June 8, Burlington Discover Jazz Festival, Flynn Space

The 87-year-old blues veteran gave a pair of Burlington Discover Jazz Festival shows in the intimate basement venue known as FlynnSpace. His singing, guitar playing and harmonica flourishes were top-notch. The real highlights, though, were his stories of 70 years of ups and down in the world of blues. He delivered those tales with detail, humor and more than a dash of old-school blues bawdiness. It felt like Rush took the audience for a little ol’ spin in his musical time machine.
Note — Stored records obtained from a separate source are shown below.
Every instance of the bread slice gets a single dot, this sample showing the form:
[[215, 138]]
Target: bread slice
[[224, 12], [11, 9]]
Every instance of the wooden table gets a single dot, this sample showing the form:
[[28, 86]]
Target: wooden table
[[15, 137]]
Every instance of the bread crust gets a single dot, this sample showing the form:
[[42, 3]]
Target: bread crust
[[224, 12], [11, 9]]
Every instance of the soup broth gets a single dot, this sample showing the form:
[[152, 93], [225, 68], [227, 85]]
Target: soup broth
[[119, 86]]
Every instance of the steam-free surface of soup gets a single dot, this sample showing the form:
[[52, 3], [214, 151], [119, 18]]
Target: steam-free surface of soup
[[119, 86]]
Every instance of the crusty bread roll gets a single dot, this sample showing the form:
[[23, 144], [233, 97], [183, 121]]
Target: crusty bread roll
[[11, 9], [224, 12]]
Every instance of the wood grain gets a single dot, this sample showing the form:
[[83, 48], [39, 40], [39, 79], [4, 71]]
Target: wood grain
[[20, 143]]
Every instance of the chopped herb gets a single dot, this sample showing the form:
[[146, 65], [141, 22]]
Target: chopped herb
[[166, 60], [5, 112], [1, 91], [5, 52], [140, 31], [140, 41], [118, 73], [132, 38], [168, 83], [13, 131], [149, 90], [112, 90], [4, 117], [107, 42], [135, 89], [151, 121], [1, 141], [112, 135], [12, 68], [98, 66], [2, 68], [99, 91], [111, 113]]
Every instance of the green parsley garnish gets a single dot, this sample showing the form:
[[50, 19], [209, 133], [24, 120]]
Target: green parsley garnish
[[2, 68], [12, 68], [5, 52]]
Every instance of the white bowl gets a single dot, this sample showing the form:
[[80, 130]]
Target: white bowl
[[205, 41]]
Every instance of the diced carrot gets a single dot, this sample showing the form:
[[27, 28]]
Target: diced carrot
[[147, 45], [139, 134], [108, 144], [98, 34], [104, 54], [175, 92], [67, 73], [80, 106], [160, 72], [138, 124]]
Blues musician Bobby Rush performs June 8, 2022 at FlynnSpace during the Burlington Discover Jazz Festival.
Blues musician Bobby Rush performs June 8, 2022 at FlynnSpace during the Burlington Discover Jazz Festival.
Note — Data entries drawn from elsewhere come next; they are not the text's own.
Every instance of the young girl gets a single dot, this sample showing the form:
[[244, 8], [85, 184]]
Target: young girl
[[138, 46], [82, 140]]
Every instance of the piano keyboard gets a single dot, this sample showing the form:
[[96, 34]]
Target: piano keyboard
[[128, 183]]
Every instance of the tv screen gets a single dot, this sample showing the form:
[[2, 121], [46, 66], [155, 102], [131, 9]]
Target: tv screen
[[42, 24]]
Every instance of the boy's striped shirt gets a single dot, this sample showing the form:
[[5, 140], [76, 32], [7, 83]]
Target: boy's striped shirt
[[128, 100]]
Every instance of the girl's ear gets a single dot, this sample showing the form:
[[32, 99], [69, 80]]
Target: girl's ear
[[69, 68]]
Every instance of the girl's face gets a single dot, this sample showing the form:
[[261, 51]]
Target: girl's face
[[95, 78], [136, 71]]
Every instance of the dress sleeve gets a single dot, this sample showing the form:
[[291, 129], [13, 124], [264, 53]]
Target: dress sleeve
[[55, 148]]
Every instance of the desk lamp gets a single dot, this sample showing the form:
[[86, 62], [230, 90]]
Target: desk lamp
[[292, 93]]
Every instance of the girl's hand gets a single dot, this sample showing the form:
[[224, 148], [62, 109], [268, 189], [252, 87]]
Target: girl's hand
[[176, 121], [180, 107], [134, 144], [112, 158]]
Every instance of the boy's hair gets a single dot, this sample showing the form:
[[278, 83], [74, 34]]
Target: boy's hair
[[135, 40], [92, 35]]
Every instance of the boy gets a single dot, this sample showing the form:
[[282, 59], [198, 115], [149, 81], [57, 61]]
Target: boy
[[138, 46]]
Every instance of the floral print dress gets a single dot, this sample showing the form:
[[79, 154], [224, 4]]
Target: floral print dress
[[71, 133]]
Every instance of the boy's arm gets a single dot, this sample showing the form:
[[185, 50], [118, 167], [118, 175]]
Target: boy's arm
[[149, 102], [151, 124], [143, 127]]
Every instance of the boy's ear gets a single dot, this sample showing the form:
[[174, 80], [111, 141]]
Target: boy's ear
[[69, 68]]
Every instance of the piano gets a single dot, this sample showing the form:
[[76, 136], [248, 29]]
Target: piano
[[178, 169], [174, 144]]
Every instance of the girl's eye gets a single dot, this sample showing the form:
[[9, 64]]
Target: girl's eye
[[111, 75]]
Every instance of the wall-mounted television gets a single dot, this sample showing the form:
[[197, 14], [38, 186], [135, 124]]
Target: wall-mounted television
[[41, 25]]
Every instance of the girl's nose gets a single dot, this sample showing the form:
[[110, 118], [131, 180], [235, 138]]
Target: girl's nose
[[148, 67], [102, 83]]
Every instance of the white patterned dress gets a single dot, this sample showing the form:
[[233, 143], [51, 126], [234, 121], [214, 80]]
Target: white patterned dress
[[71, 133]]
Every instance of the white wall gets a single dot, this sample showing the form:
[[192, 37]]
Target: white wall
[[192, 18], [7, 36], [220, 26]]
George Clinton and Parliament Funkadelic

June 10, Burlington Discover Jazz Festival, Waterfront Park

A theme of this year’s Burlington Discover Jazz Festival was about paying tribute to musical ancestors, with the concerts by the Unknown Blues Band and Bobby Rush leading into this performance by legendary funkmeister George Clinton. He’s 81 and leaves most of the heavy lifting to his band of old friends and younger performers, but just by being at this high-energy celebration, the pilot of the mothership gave his blessing to more than half a century of weird, wild and groundbreaking sounds.

The National

July 19, Shelburne Museum

COVID-19 scuttled this indie-rock band’s plan to play the Shelburne Museum “Concerts on the Green” series almost exactly two years earlier. Music can be deterred, it turns out, but not stopped. The National arrived on the museum grounds armed with catchy, cerebral tunes, Matt Berninger’s hypnotic baritone and an ability to form a community that belies the band’s vivid but slightly detached music. Berninger spent a surprising amount of time circulating buoyantly through the crowd, eschewing the inherent risks during an ongoing pandemic in the interest of creating unity after two years of sometimes crippling isolation.

Marcie Hernandez

Sept. 25, Higher Ground Showcase Lounge, South Burlington

The Burlington singer-songwriter began the night by showing her new artfully-made video trilogy, “Tres Pedazos.” Then she played a set of heartfelt music with lyrics delivered in English and Spanish, with her engaging stage presence on full, confident display. Those of us in the crowd were watching an emerging Vermont singer-songwriter mature into an artist in complete command of her skills right before our very eyes.